Some major-artist commercial albums were issued as pre-recorded MiniDiscs, and the Library has a few examples of these in its collection. In its heyday, however, at least in the UK, the MiniDisc arguably found more favour as a recording medium, particularly among broadcasters (and oral historians). The Millennium Memory Bank project, for example, created by BBC local radio stations across England, together with Radio Scotland, Radio Ulster, Radio Wales and Radio Cymru - and held at the British Library - alone comprises more than 6000 MiniDiscs.
Sony ceased production of MiniDisc machines in 2013 so the format may be considered officially obsolete. For Paul Maclean, though, and his fellow H. P. Lovecraft appreciators in the Cthulhu Breakfast Club, who have just released their first 'MiniDisc Exclusive Release', the format is very much alive.
I asked Paul to say a few words on the attraction of obsolete recording formats:
I've been by training and trade, an archaeologist and museum scientist. I’ve always had a 'backwards-looking curiosity' combined with a love of the technological. In more recent years my work has focused on the web and especially net-based audio such as podcasts - they are a wonderful and practical way to reach people around the world almost instantly - but at the same time I think something is lost by the lack of the physical: the particular, more direct connection between audience and creator that can exist with physical artefacts.
In 2017 I produced a wax cylinder recording of a podcast (through Poppy Records), which proved popular - likely due to the novelty of using some of the latest technology (Ambisonic high resolution digital recording) married to one of the earliest recording formats.
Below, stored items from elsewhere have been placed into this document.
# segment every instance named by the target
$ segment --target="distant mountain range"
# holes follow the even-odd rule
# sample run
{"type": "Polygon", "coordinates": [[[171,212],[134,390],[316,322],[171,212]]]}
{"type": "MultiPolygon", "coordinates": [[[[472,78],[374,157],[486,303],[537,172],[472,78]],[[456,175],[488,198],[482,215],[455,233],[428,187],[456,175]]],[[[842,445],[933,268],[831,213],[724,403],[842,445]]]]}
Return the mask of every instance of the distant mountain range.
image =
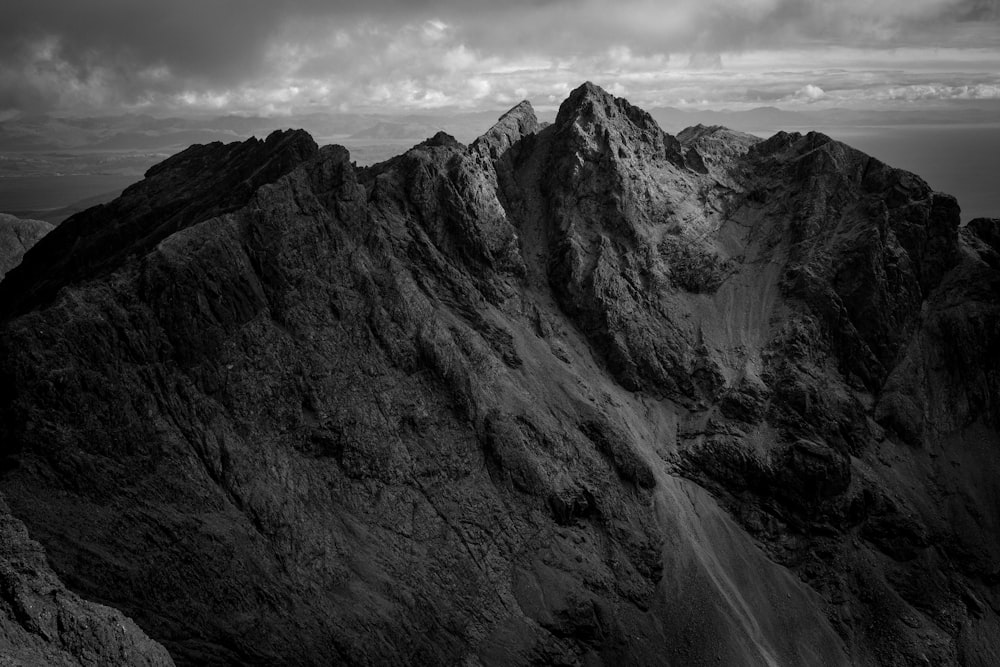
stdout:
{"type": "MultiPolygon", "coordinates": [[[[675,131],[698,123],[769,133],[799,128],[1000,123],[1000,106],[983,104],[912,111],[790,111],[766,106],[740,111],[710,111],[654,107],[649,109],[649,113],[661,125],[675,131]]],[[[499,113],[499,110],[408,115],[331,112],[281,117],[226,115],[205,118],[156,118],[142,114],[83,118],[33,116],[0,123],[0,152],[158,150],[263,136],[275,126],[302,128],[324,140],[420,141],[444,129],[459,140],[472,141],[490,127],[499,113]]],[[[543,115],[542,119],[552,120],[552,117],[546,119],[543,115]]]]}

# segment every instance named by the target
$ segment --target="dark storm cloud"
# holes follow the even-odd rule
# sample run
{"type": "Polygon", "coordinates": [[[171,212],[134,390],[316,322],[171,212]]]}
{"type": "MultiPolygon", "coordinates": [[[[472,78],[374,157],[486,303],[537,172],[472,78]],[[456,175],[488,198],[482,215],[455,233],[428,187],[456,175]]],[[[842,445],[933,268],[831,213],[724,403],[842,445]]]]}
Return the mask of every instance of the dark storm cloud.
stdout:
{"type": "Polygon", "coordinates": [[[627,69],[629,58],[762,47],[995,48],[998,19],[997,0],[6,0],[0,111],[171,95],[252,104],[297,95],[294,77],[372,94],[395,78],[426,94],[477,63],[585,68],[609,51],[627,69]],[[421,35],[427,22],[440,34],[421,35]]]}

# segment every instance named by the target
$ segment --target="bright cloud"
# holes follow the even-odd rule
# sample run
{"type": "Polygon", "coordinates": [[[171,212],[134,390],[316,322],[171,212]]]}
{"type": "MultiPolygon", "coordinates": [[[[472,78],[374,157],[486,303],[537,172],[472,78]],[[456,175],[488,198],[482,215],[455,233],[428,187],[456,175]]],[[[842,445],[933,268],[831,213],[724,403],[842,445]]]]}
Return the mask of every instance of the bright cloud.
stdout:
{"type": "Polygon", "coordinates": [[[826,91],[819,86],[814,86],[809,83],[799,88],[795,92],[795,97],[801,100],[815,102],[816,100],[821,100],[826,97],[826,91]]]}

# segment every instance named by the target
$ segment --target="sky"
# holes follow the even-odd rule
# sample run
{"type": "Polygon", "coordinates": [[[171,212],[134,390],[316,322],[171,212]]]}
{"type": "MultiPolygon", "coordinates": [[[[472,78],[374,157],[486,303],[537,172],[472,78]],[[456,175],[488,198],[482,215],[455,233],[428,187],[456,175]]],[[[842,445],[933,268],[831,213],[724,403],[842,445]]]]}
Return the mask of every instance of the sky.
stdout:
{"type": "Polygon", "coordinates": [[[1000,100],[1000,0],[4,0],[0,121],[50,113],[1000,100]]]}

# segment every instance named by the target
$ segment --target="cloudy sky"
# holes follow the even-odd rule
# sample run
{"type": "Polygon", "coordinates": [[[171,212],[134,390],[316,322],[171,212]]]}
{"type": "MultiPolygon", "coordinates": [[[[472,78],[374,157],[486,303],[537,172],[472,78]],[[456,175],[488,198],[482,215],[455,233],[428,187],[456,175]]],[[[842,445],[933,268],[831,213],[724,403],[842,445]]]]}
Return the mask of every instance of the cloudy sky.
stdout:
{"type": "Polygon", "coordinates": [[[1000,99],[1000,0],[4,0],[21,114],[1000,99]]]}

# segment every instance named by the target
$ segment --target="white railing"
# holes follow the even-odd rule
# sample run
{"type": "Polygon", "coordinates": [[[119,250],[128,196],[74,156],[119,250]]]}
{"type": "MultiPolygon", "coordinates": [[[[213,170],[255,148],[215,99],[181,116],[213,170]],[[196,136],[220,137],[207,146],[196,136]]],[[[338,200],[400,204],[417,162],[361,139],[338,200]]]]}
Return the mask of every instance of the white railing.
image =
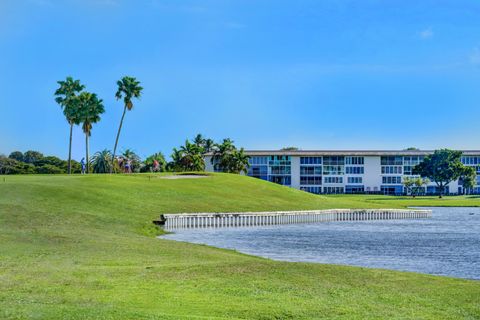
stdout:
{"type": "Polygon", "coordinates": [[[165,229],[249,227],[329,221],[424,219],[431,210],[331,209],[312,211],[164,214],[165,229]]]}

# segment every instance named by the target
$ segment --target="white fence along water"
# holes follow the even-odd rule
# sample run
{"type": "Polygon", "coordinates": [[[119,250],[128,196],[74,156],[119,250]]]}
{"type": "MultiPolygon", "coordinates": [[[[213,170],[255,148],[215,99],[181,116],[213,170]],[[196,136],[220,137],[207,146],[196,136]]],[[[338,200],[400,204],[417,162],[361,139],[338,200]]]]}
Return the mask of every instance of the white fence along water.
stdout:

The cylinders were manufactured for us by Paul Morris. However a wax cylinder meant a very short show: only 2 minutes!
Our normal shows tend to run over an hour. Having both a love of obsolete audio formats and fond memories of Sony’s short-lived but superbly engineered MiniDisc system, the MiniDisc format seemed a logical next step.
Over the past few years I’ve collected a number of MD players and was also lucky enough to acquire a Denon DN-045R MD replicator (above) which allows me to produce pristine new MD recordings in quantity. The last Sony MiniDisc machine may have left the factory in 2013 but the format still has its loyal fans (of which I am one).
These days the typical audio I produce is distributed online in high resolution AAC format - it’s efficient and effective, but so are millions of other web audio files in an ocean of new content every day - but sometime’s what’s old is new again. Perhaps one day Sony may release a new version of the format (with less draconian DRM), in the same way vinyl has made a revival. One can but hope!